However, if you can learn the rules of the health care industry, it is one of the largest markets in the United States. As of 2023, national health expenditures account for 17.6% of the US GDP. Regardless of moral judgments surrounding the supremacy of the dollar in healthcare, health expenditures shape the fortunes of many states and metropolitan areas, create tax revenue, and provide the foundation for many careers.

Central to universal health care is the conviction that health care is a right. Dr. Jan Hirschmann, a retired physician at Veterans Affairs (VA) who spent 1.5 years in the UK National Health Service (NHS), believes “a universal health system is the best system, and that would eliminate a lot of these problems of inequity in receiving care and differences from one area to the next. Costs of care would go down. A lot of the costs in the system now have to do with insurance costs, overlap, things that just don't exist in a universal health system. You don't have to deal with insurance companies.” The VA system is a form of universal health care, but confined to veterans; an existing American model of what a wider US health system could become.

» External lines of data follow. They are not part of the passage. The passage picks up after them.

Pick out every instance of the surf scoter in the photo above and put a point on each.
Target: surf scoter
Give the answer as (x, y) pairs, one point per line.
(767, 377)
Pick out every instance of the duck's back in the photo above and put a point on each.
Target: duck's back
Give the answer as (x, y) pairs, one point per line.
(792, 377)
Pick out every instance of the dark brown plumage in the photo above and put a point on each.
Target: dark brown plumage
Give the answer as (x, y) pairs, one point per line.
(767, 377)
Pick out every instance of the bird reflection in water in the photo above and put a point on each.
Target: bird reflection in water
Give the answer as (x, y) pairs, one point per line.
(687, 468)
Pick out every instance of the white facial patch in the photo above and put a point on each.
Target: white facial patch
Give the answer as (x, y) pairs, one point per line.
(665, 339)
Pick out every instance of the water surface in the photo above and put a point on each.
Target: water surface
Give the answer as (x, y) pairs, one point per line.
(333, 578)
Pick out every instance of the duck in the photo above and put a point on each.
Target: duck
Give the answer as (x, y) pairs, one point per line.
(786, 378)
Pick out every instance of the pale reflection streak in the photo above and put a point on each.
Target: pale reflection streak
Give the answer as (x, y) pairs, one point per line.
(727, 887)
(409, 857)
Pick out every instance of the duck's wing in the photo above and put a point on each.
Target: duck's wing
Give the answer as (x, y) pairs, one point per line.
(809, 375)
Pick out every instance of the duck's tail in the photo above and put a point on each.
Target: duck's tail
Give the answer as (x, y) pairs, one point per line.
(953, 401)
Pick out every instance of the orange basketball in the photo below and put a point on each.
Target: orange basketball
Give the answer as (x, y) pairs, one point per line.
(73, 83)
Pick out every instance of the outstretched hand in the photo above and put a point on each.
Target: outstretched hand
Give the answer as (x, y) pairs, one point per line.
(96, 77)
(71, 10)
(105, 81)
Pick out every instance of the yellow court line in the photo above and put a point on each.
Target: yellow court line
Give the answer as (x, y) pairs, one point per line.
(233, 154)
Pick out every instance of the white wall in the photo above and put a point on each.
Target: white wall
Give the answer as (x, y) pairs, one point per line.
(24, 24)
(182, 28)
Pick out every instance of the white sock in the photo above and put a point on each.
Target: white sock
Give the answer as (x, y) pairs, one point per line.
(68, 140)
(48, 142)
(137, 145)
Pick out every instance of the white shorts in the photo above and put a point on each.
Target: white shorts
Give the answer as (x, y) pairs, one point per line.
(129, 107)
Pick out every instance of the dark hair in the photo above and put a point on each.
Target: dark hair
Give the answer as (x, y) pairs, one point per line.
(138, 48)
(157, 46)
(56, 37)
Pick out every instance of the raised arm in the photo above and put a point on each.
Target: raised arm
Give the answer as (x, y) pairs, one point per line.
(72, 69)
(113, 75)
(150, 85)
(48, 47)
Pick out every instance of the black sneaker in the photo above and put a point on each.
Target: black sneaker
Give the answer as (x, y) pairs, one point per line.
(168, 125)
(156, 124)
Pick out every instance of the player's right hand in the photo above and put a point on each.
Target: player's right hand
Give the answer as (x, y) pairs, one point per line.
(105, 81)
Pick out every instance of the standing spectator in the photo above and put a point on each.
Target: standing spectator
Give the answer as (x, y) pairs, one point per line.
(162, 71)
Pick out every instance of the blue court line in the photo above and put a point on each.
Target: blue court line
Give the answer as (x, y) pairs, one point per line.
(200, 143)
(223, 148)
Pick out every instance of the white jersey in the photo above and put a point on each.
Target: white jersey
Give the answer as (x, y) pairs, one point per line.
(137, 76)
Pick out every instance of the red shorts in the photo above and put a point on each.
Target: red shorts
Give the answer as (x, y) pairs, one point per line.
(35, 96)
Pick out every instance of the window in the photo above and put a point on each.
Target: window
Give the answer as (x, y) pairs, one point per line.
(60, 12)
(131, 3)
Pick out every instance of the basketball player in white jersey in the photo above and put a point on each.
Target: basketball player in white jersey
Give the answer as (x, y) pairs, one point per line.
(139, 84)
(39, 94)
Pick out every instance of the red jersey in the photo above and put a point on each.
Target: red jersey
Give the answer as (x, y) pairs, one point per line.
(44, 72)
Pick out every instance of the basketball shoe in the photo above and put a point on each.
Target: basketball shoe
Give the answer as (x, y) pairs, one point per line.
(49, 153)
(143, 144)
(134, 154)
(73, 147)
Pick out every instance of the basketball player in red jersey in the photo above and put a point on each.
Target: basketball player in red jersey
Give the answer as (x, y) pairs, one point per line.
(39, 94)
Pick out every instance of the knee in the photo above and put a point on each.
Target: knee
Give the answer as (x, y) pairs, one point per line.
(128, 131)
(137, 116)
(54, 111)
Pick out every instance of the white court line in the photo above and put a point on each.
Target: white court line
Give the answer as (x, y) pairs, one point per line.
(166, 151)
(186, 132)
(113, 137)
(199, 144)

However, for universal health care to become a reality, there are two major hurdles to jump over: US citizens agreeing to pay higher taxes and increasing trust in the federal government, neither of which are likely to happen under the Trump administration. If there is enough political and cultural will to surmount those obstacles, to fundamentally restructure the health care system would cause widespread layoffs and foreclosures of companies. For an emerging system to thrive, the old system must yield and die. However, many people’s livelihoods are heavily invested in the current iteration of the American health care system. Transition is rife with uncertainty, instability, and underperformance; a mythical three-headed monster health care business will not force upon itself.

The World Over

Lastly, if health care is a right for a US citizen, does that mean everyone in the world has a right to healthcare? In Article 25 of the Universal Declaration of Human Rights (UDHR), all humans have “the right to a standard of living adequate for…health and well-being…, including food, clothing, housing and medical care and necessary social services.” Is the UDHR a lofty goal or a set of laws safeguarding human rights? Currently, there is a large gap to bridge for every US citizen to receive medical care adequate for health and well-being; an even larger one when considering the world population.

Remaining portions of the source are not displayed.